Un corps est transféré au port d'Arguineguin, à Grande Canarie, le 13 mai 2022. Crédit : Reuters
Un corps est transféré au port d'Arguineguin, à Grande Canarie, le 13 mai 2022. Crédit : Reuters

Deux corps ont été retrouvés dimanche dans une embarcation d’une quarantaine de personnes en route vers les Canaries. Secourus par les forces marocaines au large de leurs côtes, les migrants ont affirmé que 11 autres exilés du même canot avaient disparus dans l’Atlantique lors de leur tentative de traversée. Ce nouveau drame porte à 85 le nombre de morts en seulement une semaine dans cette zone maritime.

Dans l’Atlantique, les jours se suivent et se ressemblent ces derniers temps. Selon Helena Maleno de l’association Caminando Fronteras, un nouveau drame a eu lieu dimanche 15 mai au large du Maroc.

"Pour l’amour de Dieu, nous allons tous mourir", avaient déclaré des migrants, en contact téléphonique avec la militante. En détresse près des côtes marocaines à bord d’une embarcation de fortune, ils réclamaient l’aide des autorités. "Des moyens sont nécessaires pour les localiser et éviter un drame majeur", avait alerté Helena Maleno sur Twitter dans l’après-midi.

Dans la soirée, elle a finalement précisé sur sa page Facebook que ce canot de 46 migrants avait été secouru par la marine royale marocaine. Mais lors de cette opération, deux corps ont été retrouvés dans le bateau. Les rescapés ont par ailleurs affirmé que 11 personnes avaient disparu lors de leur tentative de traversée.

Les exilés avaient quitté Tan-Tan, une ville au sud du Maroc, quelques jours plus tôt dans l’espoir de rejoindre les Canaries.

Ce nouveau drame n’est que le dernier d’une série de naufrage survenus ces derniers jours au large de l’archipel espagnol. Depuis une semaine, au moins 85 personnes ont perdu la vie dans l’Atlantique. Dimanche 15 mai, 44 migrants avaient péri en tentant d’atteindre les côtes espagnoles et 28 autres la nuit suivante.

85 morts en une semaine

Si la distance qui sépare les côtes marocaines de l'archipel espagnol n'est que d'une centaine de kilomètres, la traversée de l'Atlantique n'est pas sans risques. Les forts courants, les vents violents et les canots surchargés en mauvais état qu'utilisent les exilés rendent la route extrêmement dangereuse.


Le Maroc ne se trouve qu'à une centaine de kilomètres des Canaries. Crédit : Google maps
Le Maroc ne se trouve qu'à une centaine de kilomètres des Canaries. Crédit : Google maps


Depuis le début de l'année, plus de 200 personnes sont mortes dans l'Atlantique, d'après les chiffres de l'Organisation internationale des migrations (OIM).
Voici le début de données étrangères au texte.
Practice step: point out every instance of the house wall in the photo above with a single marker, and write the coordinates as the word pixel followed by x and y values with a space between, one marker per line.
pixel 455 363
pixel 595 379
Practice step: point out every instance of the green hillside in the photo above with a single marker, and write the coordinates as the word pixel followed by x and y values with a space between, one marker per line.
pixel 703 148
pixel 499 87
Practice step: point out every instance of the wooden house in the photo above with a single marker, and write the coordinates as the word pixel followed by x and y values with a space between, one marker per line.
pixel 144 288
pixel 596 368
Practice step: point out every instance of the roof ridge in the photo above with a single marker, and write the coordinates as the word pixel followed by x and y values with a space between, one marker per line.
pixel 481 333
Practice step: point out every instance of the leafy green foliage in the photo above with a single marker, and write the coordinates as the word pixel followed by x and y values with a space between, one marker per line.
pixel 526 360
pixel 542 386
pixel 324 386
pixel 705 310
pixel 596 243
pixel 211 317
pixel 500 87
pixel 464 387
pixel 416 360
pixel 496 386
L'an dernier, ils étaient plus de 4 000 à décéder dans cette zone maritime d'après un bilan dressé par Caminando Fronteras grâce aux appels de migrants ou de leurs proches sur ses numéros d'urgence.

Ces derniers jours, une hausse des départs a été observée depuis les côtes du sud du Maroc. Selon les témoignages recueillis par InfoMigrants dans la ville de Laayoune, cette recrudescence s’explique par l'arrivée des beaux jours mais aussi une vague d’arrestations de migrants dans le Sahara occidental.

>> À (re)lire : Canaries : 226 migrants débarqués en 24 heures

Les autorités marocaines renvoient les exilés vers le nord du pays pour les éloigner les côtes et ainsi réduire les tentatives de départs. Ceux qui échappent aux contrôles tentent de prendre la mer au plus vite pour éviter d’être transférés vers d’autres régions du royaume.

Ces opérations des forces marocaines coïncident avec la reprise et le renforcement de la coopération en matière migratoire entre Rabat et Madrid. Les réunions entre les deux pays se multiplient ces dernières semaines, après des mois de tensions diplomatiques.

La dernière rencontre remonte au vendredi 6 mai. Les deux États ont convenu de nouvelles "modalités de travail commun" entre policiers, officiers de liaisons et patrouilles mixtes dans le but d'empêcher les départs d'embarcations, selon un communiqué conjoint.